1. Wasn’t it just a couple of years ago that we learned that campuses were concerned about students’ need for “safe spaces” and “trigger warnings” had to be given, for instance to alert sensitive students that the speaker was going to mention something that could be disconcerting to them, such as that he was going to use the word “individualism”?

But now it’s fine for “Palestinians” to celebrate the October 7th atrocities, to hurl the word “genocide” at the children or grandchildren of those who witnessed actual genocide, and to harass and threaten Jews on campus.

What happened to the concept of the college student as a “snowflake” who shouldn’t have to endure the prospect of any unpleasantness?

2. Ceasefires. There have been ceasefires all my life, and I heard the term as far back as the Korean War. Out of the hundreds of cease-fires that have been tried, none have worked. All have been broken at the convenience of the more evil side. Hamas broke a ceasefire on October 7th. Just half a year ago.

Put into the same bucket all “deals” that the good makes with the evil, all “quiet diplomacy,” all “peace processes” and all detentes.

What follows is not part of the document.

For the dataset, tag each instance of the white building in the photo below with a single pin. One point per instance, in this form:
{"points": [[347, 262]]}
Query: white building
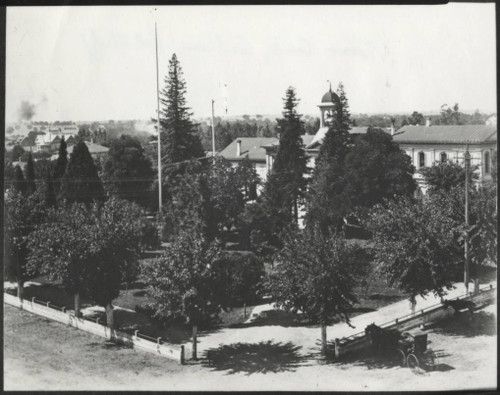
{"points": [[431, 144]]}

After the unbroken record of failure of these things, the call for them goes out unabated. “That was then, this is now” is the mantra.

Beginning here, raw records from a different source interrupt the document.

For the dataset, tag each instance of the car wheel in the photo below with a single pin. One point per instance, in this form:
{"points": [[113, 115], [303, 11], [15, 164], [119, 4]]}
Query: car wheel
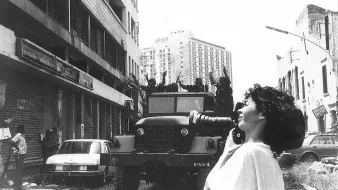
{"points": [[126, 178], [104, 177], [202, 175], [309, 157]]}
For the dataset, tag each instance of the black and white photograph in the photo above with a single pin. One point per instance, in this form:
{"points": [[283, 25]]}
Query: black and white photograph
{"points": [[169, 94]]}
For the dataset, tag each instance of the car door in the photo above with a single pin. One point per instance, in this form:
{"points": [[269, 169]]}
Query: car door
{"points": [[335, 140], [109, 149], [323, 145]]}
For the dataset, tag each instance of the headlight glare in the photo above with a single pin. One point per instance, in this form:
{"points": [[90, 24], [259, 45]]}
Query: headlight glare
{"points": [[140, 131], [184, 132]]}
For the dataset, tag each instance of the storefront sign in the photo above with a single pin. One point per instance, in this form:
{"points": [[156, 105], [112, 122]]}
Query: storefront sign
{"points": [[35, 54], [319, 111], [44, 59], [2, 93]]}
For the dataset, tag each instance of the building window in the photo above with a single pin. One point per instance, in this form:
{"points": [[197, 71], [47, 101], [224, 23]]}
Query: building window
{"points": [[129, 23], [303, 88], [324, 73], [297, 83]]}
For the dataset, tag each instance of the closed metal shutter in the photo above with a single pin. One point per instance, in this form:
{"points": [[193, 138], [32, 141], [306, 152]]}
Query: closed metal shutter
{"points": [[88, 126], [24, 100], [47, 102], [63, 125]]}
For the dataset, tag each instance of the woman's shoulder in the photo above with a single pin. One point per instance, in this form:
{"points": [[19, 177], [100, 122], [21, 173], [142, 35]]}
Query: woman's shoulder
{"points": [[254, 148]]}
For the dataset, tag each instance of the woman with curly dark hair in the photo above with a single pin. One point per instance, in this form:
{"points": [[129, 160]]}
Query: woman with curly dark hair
{"points": [[272, 123]]}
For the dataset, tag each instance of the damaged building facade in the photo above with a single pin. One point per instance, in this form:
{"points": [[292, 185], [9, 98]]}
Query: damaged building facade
{"points": [[309, 71], [63, 65]]}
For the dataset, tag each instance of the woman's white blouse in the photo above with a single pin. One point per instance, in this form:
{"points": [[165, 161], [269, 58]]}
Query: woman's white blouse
{"points": [[251, 167]]}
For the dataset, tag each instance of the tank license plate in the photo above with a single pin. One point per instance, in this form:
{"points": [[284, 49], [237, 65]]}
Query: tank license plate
{"points": [[201, 164]]}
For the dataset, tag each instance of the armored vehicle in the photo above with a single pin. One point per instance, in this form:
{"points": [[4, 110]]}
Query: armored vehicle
{"points": [[166, 148]]}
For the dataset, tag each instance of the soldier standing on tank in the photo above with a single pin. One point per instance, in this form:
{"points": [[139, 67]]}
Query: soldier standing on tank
{"points": [[198, 87], [151, 87], [224, 98]]}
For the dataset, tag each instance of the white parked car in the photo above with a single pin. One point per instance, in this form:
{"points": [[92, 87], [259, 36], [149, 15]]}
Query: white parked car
{"points": [[80, 158]]}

3. We constantly hear that man can know nothing for certain, that truth is relative to the individual, that observations are “theory-laden” so cannot claim to be objective, that no scientific claim can be proved true, that we can say only it hasn’t been refuted by the data so far. At the same time and from the same people, we hear that catastrophic climate change is beyond doubt, that those who question it are “deniers” who should be kicked out of any position of consequence.

How does the same mind hold, “Nothing is certain” and “Climate catastrophe is certain”?